Last Tuesday we had our monthly parish council meeting. Being the first meeting following the June elections, our primary task was to elect the new officers and choose the commission liaison to the council. Our new chair is Tyler Murrell, vice-chair is Helen Stuller and the Secretary is Juanita Johnson. As we began to select the liaisons to the commissions I became more and more confused about who wanted to do what; who was returning, who wanted to change jobs, etc. By the time we were finished, I looked at Tyler and said, “You handle this!”
It was humbling! I don’t like being confused!! Today our readings focus upon humility with Sirach saying, “Conduct your affairs with humility” and Jesus saying, “Whoever exalts himself will be humbled and he who humbles himself will be exalted.” Let’s talk.
Sirach says, “Conduct your affairs with humility, and you will be loved more than a giver of gift.” So, a humble person is more attractive than a gift giver! Now, some kids might dispute this, but I do believe there is much truth in this statement. A humble person accepts themselves for who they are and has no need to brag or be arrogant. The word, “humble” comes from the Latin word, humus, which means earthy. Humble people are of the earth.
A few years ago I found out what “Koetter” means in German! It means “Small, dirt farmer!” I come from earthy ancestry, humble folks!
Humble people are more concerned about others than about themselves. That is why we enjoy being with them since they are more interested in us. Humble people will ask us, “How are you doing” and they mean it! Humble people have a way of getting us talking and they are able to make us feel important in the process.
My first pastor was Fr. Jim Sweeney and I have heard his parishioners say that Fr. Sweeney always made you feel like you were important to him. He could make you feel special. I believe our present archbishop, Joseph Tobin, has the same ability. This is one sign of a humble person…you feel better in their presence.

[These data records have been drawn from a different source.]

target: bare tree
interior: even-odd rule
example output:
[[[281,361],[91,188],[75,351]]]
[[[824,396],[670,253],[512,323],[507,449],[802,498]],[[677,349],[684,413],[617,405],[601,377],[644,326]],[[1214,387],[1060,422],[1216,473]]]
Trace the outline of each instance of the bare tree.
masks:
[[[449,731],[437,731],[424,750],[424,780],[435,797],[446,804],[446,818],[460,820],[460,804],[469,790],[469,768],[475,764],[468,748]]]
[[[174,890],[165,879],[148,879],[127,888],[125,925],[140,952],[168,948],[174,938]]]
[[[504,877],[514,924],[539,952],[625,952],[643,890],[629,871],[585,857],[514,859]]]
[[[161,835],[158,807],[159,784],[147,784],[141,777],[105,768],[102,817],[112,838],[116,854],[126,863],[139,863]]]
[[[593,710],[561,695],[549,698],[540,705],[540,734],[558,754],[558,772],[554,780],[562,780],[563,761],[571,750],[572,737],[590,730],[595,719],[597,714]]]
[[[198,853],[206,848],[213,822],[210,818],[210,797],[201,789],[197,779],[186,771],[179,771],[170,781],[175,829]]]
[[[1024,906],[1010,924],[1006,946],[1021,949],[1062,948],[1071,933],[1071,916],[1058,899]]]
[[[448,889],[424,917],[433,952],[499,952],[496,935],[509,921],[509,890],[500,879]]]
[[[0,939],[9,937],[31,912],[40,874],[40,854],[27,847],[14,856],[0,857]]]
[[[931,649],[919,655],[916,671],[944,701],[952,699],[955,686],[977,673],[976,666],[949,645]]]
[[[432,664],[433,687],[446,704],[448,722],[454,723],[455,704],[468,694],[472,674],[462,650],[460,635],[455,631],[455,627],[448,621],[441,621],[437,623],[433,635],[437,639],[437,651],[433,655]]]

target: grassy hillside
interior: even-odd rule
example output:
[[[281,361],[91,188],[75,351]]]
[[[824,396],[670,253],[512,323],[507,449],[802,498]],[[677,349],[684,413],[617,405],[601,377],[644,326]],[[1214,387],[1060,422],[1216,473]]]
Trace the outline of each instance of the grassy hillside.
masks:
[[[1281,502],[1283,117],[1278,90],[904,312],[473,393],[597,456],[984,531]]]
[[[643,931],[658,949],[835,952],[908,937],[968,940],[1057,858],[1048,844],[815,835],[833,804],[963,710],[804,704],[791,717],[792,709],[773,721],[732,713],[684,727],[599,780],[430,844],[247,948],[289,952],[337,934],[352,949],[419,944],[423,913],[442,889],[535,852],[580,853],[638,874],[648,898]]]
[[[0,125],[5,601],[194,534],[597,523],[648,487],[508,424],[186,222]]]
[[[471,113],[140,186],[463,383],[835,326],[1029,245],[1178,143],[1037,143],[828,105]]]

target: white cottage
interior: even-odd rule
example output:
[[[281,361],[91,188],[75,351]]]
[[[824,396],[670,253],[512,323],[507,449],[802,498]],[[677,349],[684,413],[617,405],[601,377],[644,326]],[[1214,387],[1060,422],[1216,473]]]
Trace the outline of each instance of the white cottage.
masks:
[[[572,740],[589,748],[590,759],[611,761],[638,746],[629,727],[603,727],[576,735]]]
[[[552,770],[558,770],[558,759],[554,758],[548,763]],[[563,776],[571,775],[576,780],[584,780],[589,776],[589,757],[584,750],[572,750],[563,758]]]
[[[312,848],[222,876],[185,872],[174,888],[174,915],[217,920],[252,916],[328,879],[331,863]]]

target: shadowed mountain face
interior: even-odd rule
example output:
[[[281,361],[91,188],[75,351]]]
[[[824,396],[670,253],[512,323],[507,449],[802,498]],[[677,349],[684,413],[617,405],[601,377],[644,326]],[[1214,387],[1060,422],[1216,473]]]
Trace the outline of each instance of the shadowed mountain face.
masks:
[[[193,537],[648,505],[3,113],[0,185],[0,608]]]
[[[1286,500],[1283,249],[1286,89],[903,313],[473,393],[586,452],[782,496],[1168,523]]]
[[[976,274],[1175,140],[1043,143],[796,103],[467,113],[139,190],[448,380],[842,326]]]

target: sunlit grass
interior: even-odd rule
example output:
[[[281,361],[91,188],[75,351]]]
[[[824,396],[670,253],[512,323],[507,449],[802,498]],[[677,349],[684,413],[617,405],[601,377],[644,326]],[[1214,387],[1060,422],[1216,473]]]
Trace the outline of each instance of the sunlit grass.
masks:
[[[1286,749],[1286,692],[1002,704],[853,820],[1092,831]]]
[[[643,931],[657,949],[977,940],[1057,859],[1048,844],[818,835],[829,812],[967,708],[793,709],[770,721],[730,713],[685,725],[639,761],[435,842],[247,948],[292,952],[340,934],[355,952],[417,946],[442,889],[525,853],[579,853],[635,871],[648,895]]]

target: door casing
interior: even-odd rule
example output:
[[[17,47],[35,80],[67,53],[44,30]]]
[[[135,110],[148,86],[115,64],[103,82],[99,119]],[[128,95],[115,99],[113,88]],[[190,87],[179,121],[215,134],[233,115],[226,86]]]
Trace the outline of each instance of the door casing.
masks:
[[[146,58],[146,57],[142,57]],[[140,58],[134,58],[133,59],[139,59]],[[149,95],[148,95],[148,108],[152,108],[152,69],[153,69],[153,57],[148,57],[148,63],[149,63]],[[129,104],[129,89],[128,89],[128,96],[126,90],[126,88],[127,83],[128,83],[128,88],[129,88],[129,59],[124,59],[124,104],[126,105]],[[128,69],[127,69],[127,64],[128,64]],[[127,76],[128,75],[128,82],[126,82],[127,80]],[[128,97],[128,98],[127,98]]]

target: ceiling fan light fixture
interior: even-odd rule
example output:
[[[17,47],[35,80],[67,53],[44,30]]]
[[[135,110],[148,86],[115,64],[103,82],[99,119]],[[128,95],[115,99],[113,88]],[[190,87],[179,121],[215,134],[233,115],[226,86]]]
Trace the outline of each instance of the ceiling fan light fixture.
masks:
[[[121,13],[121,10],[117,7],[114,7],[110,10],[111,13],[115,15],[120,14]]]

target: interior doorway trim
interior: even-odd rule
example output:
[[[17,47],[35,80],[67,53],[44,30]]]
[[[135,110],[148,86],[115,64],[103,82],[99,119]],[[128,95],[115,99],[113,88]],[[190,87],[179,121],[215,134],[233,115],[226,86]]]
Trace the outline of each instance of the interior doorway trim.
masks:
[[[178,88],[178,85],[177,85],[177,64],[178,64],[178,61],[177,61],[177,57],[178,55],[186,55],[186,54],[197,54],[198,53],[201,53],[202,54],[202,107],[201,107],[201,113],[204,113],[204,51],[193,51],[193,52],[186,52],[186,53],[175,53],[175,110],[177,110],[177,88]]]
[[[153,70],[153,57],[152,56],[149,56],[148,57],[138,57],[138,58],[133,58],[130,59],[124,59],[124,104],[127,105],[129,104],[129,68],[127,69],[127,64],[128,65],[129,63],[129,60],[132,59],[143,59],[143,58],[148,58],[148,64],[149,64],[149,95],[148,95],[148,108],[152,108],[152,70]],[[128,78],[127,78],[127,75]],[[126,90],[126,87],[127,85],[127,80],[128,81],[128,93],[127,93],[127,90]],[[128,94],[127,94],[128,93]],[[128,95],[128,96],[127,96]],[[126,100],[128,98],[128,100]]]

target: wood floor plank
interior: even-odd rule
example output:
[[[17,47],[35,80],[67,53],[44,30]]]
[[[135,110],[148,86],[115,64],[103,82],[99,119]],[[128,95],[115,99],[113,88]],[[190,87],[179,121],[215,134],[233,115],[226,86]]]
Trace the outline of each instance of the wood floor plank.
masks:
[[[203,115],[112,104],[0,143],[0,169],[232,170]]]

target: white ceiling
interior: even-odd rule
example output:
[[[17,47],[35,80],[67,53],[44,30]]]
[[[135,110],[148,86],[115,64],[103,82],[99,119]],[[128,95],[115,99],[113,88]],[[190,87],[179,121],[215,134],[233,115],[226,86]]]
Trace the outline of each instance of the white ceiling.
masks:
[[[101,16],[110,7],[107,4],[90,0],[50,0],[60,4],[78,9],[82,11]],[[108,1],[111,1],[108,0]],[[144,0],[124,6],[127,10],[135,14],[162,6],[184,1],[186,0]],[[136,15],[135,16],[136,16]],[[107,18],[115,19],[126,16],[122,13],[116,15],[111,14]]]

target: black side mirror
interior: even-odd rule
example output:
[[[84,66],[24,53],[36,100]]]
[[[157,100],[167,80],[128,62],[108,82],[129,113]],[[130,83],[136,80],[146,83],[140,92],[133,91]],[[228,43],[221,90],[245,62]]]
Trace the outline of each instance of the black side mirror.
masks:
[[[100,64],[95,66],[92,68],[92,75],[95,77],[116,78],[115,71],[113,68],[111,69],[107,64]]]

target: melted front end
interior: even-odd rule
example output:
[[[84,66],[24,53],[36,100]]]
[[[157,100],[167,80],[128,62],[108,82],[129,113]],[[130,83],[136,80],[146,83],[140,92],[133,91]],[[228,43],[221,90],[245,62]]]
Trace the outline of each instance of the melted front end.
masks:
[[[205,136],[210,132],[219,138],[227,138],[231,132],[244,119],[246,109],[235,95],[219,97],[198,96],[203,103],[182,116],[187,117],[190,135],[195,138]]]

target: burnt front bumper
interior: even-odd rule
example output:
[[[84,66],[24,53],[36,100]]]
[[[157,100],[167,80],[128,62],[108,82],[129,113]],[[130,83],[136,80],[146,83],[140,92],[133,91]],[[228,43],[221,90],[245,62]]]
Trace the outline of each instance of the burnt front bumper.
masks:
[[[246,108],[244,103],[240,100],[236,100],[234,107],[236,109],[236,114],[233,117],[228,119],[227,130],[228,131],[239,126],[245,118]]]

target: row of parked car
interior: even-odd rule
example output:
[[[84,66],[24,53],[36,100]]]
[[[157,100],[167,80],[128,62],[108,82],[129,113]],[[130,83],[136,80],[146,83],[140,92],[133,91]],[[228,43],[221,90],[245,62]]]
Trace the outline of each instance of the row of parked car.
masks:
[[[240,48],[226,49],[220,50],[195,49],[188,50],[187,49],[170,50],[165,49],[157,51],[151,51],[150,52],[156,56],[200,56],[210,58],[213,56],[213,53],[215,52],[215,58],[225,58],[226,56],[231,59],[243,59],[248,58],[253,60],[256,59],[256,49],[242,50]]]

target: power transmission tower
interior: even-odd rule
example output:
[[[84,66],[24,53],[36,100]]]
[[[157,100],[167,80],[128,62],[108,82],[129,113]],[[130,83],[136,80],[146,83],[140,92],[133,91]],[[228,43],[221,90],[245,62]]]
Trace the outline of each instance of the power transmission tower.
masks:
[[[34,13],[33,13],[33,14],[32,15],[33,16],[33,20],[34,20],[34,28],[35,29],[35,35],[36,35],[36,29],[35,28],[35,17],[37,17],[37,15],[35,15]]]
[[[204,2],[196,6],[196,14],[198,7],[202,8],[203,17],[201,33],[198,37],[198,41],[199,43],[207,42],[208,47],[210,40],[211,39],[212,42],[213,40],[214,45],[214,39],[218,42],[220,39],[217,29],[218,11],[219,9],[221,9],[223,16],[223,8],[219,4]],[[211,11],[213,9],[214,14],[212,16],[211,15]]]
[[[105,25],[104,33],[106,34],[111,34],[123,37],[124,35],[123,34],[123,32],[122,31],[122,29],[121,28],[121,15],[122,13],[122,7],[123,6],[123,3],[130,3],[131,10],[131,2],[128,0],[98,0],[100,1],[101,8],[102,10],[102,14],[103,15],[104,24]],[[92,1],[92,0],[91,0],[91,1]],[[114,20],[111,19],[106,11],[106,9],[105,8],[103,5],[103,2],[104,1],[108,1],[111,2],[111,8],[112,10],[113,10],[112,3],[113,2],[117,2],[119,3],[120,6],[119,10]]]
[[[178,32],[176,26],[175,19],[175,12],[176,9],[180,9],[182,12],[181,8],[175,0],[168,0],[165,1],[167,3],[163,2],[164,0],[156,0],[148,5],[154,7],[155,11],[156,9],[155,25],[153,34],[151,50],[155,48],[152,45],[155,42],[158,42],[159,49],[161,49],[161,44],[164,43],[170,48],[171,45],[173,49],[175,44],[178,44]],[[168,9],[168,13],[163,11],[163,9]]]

Humble people do not need places of honor at the table. They are quite content being with the less powerful, less influential, less important. Maybe humble people realize that those without power, influence or importance are also more real, more human, more enjoyable.
Fr. Paul's Homily
In the movie, The Titanic, when Jack, the poor, homeless man from Wisconsin, meets Rose, the socialite of upper society, he takes her down into the steerage section where the poorest people are making the voyage. What Rose finds out is that it is among these folks, who have little, where she experiences the most joy, energy and vitality toward life; much more than she experienced in the upper society culture. The humble are often the more interesting also!
So, what can we learn from our readings:
Be humble and you might find people enjoy your company.
Sit among the people at the lower end of the economy and see what wisdom they might teach us.
Be wise enough to have an attentive ear and learn the wisdom of others.